Varios jornaleros del campo en Egipto. EFE/FAO/Ahmed Elsheemy

Pablo de Aguinaco |

El Cairo (EFE).- La muerte de 18 jornaleras -en su mayoría adolescentes- en un accidente de tráfico en Egipto es un síntoma más de la precariedad laboral del sector agrícola del país, del que proceden buena parte de las frutas y verduras que llegan a los mercados europeos tras ser recolectadas en su mayoría por mujeres y niñas pobres.
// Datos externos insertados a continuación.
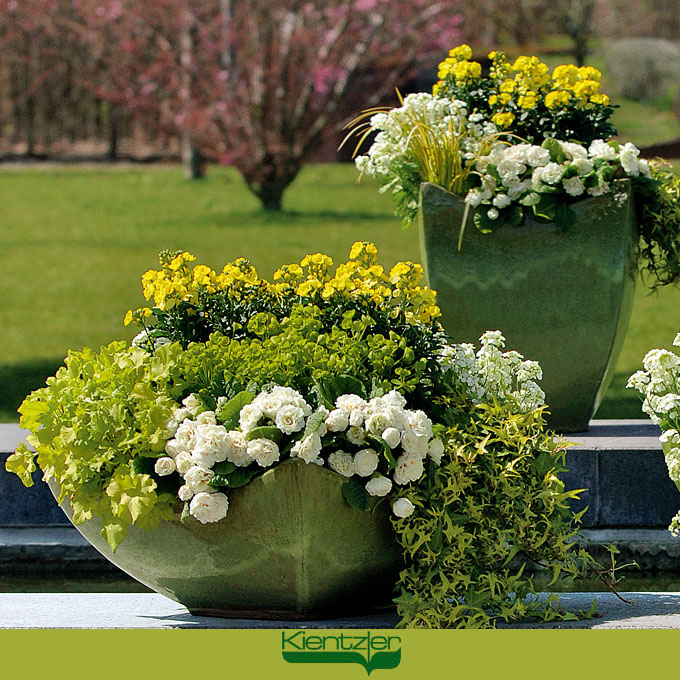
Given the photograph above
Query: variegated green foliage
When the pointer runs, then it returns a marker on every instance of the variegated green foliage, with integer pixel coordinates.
(492, 512)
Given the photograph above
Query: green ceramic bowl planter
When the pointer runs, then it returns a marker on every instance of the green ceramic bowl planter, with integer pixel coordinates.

El siniestro ocurrió el pasado 27 de junio en la provincia de Menufiya, al norte de El Cairo, cuando una furgoneta sin las más mínimas condiciones de seguridad volcó mientras trasladaba a un grupo de trabajadoras a un viñedo. El conductor y las 18 jornaleras murieron en el acto.
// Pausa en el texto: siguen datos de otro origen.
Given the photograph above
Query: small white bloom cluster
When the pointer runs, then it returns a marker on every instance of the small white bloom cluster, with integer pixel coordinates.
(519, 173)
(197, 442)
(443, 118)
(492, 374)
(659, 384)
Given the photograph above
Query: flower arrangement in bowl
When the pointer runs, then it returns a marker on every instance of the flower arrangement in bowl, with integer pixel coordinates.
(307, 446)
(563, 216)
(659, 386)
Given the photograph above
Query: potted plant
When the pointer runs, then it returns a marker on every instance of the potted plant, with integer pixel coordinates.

«Organización para la Cooperación y el Desarrollo Económicos (OCDE) Una de las chicas tenía 13 años. Otra, 33. Las demás estaban entre los 15 y los 18. Todas trabajaban 12 horas al día por solo 130 libras egipcias -unos tres euros-, sin contrato, sin descansos y sin protección», relató a EFE la abogada laboralista Rahma Arafat, del Centro de Servicios Sindicales y de Trabajadores (CTUWS).